Da zu den bearbeiteten Schriftstücken auch Listen für den Abtransport von Insassen nach Auschwitz gehört haben sollen, habe die Angeklagte kaum glauben können "in einem Ferienlager tätig gewesen zu sein". F. sei eine Vertrauensperson für den Lagerkommandanten gewesen und habe "an der Spitze der Befehlskette" eine unterstützende Tätigkeit ausgeübt.  
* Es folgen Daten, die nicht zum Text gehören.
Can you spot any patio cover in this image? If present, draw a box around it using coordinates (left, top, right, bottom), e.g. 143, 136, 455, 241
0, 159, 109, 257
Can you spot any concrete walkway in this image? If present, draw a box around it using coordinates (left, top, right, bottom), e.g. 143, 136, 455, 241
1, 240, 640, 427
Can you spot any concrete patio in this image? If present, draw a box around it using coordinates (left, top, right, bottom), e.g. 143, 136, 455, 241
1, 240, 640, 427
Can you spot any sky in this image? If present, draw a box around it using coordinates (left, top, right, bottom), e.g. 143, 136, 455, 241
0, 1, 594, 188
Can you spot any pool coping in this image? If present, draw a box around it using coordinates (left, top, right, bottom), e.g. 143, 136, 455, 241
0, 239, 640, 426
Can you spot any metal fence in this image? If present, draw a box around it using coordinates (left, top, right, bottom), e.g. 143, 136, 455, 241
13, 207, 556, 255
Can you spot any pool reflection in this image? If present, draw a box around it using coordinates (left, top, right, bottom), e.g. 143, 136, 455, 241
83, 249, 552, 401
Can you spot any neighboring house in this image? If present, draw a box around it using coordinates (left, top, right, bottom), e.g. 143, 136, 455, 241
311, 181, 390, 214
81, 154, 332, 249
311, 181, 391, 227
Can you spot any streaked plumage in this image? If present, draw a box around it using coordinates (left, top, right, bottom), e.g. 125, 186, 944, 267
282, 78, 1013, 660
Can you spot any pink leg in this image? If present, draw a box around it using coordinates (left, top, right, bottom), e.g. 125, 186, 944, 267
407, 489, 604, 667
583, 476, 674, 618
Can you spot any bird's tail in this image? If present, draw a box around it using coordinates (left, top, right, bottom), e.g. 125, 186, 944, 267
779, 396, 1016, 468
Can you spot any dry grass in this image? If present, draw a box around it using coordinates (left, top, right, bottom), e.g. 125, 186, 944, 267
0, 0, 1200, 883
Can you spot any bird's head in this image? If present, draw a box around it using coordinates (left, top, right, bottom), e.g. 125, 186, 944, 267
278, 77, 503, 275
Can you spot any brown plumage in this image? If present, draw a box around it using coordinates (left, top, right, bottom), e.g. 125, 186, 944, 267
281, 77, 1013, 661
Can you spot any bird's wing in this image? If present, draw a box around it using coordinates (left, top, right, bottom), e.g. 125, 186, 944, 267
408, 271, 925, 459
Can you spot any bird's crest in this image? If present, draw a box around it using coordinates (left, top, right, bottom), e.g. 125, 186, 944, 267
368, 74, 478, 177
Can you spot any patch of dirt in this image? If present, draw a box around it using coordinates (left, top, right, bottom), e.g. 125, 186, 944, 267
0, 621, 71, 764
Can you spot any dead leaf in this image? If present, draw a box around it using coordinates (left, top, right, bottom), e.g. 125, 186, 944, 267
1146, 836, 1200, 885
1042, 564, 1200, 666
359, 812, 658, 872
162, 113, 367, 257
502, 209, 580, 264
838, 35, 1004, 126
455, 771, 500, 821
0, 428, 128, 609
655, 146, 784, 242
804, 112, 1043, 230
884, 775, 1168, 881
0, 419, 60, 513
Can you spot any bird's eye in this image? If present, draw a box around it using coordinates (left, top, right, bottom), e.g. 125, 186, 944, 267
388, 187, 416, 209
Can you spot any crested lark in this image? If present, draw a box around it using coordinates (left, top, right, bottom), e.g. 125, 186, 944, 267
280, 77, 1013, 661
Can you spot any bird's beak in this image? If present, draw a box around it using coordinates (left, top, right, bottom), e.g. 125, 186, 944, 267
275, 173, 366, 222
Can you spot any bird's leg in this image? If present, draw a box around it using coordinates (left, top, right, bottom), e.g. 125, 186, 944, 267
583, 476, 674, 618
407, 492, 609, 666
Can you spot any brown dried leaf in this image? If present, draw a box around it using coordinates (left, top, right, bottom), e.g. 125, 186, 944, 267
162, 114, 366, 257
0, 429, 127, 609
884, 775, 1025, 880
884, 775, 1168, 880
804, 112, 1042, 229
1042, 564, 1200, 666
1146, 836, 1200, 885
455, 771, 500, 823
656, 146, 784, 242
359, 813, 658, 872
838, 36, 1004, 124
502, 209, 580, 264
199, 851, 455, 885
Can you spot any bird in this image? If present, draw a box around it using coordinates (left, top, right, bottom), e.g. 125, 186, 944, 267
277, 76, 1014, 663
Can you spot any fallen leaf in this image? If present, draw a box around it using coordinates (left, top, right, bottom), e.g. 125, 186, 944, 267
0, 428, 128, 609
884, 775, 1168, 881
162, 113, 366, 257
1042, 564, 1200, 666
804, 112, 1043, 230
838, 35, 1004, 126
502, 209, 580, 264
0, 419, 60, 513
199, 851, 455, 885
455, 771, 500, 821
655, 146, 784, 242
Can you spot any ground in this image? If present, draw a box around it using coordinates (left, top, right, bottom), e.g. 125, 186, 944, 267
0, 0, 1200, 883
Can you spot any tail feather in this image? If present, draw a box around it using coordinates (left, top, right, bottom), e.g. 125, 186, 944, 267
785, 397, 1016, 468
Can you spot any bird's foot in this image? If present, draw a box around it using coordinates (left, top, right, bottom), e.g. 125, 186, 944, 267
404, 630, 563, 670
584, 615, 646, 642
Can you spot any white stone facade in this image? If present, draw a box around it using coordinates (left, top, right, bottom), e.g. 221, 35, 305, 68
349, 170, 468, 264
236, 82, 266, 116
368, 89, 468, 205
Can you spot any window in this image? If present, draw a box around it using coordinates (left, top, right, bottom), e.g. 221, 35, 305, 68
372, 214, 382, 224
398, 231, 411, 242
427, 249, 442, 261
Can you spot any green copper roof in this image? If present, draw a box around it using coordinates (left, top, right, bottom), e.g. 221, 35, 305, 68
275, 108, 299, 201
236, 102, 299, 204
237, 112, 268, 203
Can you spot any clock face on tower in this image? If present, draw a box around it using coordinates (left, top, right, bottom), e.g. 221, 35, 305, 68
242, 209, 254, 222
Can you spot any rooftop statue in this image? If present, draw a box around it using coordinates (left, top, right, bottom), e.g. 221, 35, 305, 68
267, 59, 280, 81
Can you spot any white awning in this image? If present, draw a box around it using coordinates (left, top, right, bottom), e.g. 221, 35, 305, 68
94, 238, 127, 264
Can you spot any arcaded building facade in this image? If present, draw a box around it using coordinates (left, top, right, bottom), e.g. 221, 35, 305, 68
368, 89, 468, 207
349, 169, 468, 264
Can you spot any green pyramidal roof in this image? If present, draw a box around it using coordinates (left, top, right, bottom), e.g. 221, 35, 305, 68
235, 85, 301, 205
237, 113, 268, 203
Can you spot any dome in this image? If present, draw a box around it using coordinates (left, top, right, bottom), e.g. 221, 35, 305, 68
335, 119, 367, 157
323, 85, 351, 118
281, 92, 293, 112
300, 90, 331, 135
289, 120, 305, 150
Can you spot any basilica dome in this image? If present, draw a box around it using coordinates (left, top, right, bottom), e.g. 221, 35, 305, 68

Während andere Nebenklagevertreter sich mit dem Hinweis, es sei "schon alles gesagt, nur noch nicht von jedem", im Wesentlichen darauf beschränkten, ihren Vorrednerinnen zuzustimmen, legte Rechtsanwalt Onur Özata gegen Ende des Verhandlungstages noch einmal den Finger in die Wunde. Angesichts einer sechs Jahrzehnte verschleppten Aufarbeitung von NS-Verbrechen durch die deutsche Justiz sei der Prozess gegen Irmgard F. die letzte historische Chance, das Unrecht zu adressieren.

Von 100.000 NS-Tätern, so Özata, seien nicht einmal 200 wegen der Morde an Millionen von Juden und anderen Opfern des Nationalsozialismus verurteilt worden. Diese Bagatellisierung, sei "deutsche Staatsraison" gewesen. 

Wie der BGH die Handlungen von Irmgard F. strafrechtlich bewerten wird, ist offen. Die für den 20. August, 10 Uhr, angekündigte Urteilsverkündung wird mit Spannung erwartet.  

Roman Fiedler ist Wissenschaftlicher Mitarbeiter am Lehrstuhl für Strafrecht, Strafprozessrecht, Europäisches Strafrecht und Rechtsphilosophie an der Universität Leipzig und promoviert im Bereich der Rechtsgeschichte des 20. Jahrhunderts.